1.1 What is he doing here?

  • Large-scale (exhaustive) search problems
    • For crypto
  • Approach
  • Problems, solutions and observations

2 The Use Case

Finding S-Boxes with Efficient Masking in Hardware

2.1 Why?

ches.png

2.1.1 But also…

  • Physical/implementation attacks
  • Countermeasures
  • S-Boxes
  • Inherently maskable
    • By construction
    • Efficient and secure

2.1.2 But for this presentation…

Whole Lotta Searchin' Goin' On

3 Limiting Scope

ches-selected.png

3.1 S-Boxes

"That thing that AES uses."

  • Intuition: n-bit to n-bit lookup tables
    • n=8
  • Common in symmetric ciphers
    • Non-linear

3.2 Feistel Networks

"That thing that DES has."

feistel.png

4 Recon

feistel.png

  • Round function is a 4-bit to 4-bit function.
  • \(2^{64}\) candidates

feistel.png

\(H(x) = L(F(x)) \oplus A(x)\)

  • \(L(x)\): linear function
  • \(A(x)\): affine function
  • \(F(x)\): function corresp. to 4713 equivalence classes

\(2^{16} \cdot 2^{20} \cdot 4713 \approx 2^{48}\)

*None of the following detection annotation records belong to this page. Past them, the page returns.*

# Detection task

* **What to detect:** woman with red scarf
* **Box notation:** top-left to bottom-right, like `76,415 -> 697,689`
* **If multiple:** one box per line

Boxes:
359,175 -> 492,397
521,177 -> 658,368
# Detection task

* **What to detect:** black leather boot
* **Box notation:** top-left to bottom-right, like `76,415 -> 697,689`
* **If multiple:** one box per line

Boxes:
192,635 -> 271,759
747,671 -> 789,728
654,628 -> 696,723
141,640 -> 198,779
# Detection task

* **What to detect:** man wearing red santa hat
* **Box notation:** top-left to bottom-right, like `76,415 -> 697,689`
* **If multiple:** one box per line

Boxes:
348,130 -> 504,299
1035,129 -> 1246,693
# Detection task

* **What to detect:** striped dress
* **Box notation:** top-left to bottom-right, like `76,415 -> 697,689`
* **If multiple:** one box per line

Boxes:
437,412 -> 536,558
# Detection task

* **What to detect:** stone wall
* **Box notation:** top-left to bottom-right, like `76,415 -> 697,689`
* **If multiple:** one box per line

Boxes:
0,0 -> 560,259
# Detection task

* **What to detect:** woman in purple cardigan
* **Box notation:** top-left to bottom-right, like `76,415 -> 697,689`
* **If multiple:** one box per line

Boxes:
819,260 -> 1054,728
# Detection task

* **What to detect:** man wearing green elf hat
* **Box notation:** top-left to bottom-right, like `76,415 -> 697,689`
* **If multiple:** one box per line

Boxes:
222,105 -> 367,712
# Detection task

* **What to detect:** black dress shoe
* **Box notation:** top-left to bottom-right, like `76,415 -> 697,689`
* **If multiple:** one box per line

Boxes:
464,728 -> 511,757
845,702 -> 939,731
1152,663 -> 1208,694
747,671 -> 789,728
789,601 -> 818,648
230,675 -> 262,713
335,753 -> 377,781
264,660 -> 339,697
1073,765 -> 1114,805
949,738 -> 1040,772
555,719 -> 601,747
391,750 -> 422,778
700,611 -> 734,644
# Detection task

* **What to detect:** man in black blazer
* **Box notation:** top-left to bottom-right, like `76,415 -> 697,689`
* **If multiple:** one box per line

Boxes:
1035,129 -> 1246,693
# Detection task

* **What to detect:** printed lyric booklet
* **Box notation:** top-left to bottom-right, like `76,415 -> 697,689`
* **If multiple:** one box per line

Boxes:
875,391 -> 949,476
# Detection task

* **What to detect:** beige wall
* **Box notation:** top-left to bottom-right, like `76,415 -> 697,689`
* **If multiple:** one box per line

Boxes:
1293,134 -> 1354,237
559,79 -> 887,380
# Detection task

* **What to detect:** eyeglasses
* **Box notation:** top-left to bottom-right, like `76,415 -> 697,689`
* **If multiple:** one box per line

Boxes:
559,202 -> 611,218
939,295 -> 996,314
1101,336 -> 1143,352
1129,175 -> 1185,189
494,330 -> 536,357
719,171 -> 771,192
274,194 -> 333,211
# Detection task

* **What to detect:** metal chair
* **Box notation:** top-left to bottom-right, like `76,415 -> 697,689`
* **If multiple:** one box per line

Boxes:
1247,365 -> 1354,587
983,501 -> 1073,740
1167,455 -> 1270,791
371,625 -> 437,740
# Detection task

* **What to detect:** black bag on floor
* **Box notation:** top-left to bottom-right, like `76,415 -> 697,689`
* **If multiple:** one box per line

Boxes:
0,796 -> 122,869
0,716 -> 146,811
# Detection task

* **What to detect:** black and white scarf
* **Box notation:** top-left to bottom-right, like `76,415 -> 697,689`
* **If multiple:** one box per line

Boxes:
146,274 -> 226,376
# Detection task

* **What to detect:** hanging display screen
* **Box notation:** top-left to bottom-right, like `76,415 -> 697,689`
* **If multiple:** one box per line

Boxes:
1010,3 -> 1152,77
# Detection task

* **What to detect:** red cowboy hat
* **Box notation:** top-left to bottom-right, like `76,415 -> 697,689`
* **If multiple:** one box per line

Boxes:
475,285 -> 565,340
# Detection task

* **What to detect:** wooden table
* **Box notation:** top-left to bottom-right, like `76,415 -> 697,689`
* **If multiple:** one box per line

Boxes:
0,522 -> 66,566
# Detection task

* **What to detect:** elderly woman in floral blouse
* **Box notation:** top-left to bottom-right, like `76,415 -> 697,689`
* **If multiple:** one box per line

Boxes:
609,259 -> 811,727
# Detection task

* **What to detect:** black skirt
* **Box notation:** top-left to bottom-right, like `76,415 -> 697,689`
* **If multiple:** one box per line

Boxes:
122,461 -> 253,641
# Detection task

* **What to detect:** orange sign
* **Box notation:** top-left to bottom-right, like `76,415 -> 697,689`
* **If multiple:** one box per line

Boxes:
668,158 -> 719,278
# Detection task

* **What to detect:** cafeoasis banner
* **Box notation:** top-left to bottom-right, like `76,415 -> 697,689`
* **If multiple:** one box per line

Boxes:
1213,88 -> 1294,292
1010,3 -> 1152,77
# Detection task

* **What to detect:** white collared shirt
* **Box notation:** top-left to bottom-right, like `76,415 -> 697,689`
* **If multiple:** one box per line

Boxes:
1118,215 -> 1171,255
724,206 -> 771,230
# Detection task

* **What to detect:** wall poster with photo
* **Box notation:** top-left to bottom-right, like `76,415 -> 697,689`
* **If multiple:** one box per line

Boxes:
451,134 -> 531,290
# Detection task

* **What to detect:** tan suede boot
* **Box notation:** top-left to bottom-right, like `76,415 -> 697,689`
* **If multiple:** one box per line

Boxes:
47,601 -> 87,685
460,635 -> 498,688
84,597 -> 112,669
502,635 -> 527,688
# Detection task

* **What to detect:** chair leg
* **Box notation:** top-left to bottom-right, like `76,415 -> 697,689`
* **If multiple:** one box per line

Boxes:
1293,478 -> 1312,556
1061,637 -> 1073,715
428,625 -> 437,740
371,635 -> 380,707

But we can reduce to \(\approx 2^{46.5}\)

Minimize search space.

– First rule of Find Club

Minimize redundancy.

– Third rule of Find Club

5 Secure?

"What's in the box!?"

  • Algebraic Degree
    • AES: 7
  • Linearity, \(\le 64\)
    • AES: 32
  • Differential Uniformity, \(\le 16\)
    • AES: 4

6 Approach

"Good luck storming the castle."

  • Iterate over all L, A, F.
    • Embarrassingly parallel
  • Filter
    • On?

6.1 Parallelism

"Power! Unlimited power!"

  • GPUs to the rescue
    • CUDA/OpenCL

Per thread/work item/core/…:

  • Compute S-Box \(S\) for \(L\), \(F\), \(A\) corresp. to thread
  • Compute a diff(\(S\)) check (\(\le\) threshold)
    • Compute auxiliary properties
    • Output those results that meet all criteria

7 Optimization

"The root of all evil."

Let's talk about rule #3 again.

7.1 Precomputation

  1. \(L\) & \(A\) are fairly small.
  2. A metric !@#$-ton of memory on our GPUs.
  3. Precompute tables for \(L\) & \(A\)
    • Better: \(L \circ F\) and \(A\) for fixed \(F\)
    • (Even better: store in cached memory)

Precompute, precompute, precompute.

– Fourth rule of Find Club

7.2 Breaking the Rules

Kids, don't try this at home.

Idea:

  • Merge computation and filter(s)
  • Terminate early
    • Instruction divergence

Better: but within the same parallel context.

7.3 Differential Uniformity

sbox = [...]
maximum = 0
for alpha in range(1, 256):
  hist = [0] * 256
  for x in range(0, 256):
    beta = sbox[x] ^ sbox[x ^ alpha]
    hist[beta]++
    maximum = max(maximum, hist[beta])
  • Terminate after `maximum` reaches threshold
  • Remove redundancy by:
    • \(S(x) \oplus S(x \oplus 128) = S(x \oplus 128) \oplus S((x \oplus 128) \oplus 128)\)
  • Merge by interleaving filter and S-box computation
  • Observation: most iterations terminate after \(\alpha = 128\)

Terminate early, in concert.

– Fifth rule of Find Club

8 Addendum

Optimize for throughput.

– Sixth rule of Find Club

Mind the latency.

– Seventh rule of Find Club

9 Results

  • Search time is approx. 2 weeks per iteration.
  • For \(n \le 5\), a \(n\) iteration Feistel network with identical round functions will not give you better properties than:
    • Degree 7, linearity 56, diff. uniformity 8, round function degree 2.
  • Example of this class (selected for having a relatively low AND-gate complexity)
    • F: 0001024704638EAD
    • L: 028A9B1346CEDF57
    • A: 6273627351405140

Welcome to Find Club. Enjoy your stay.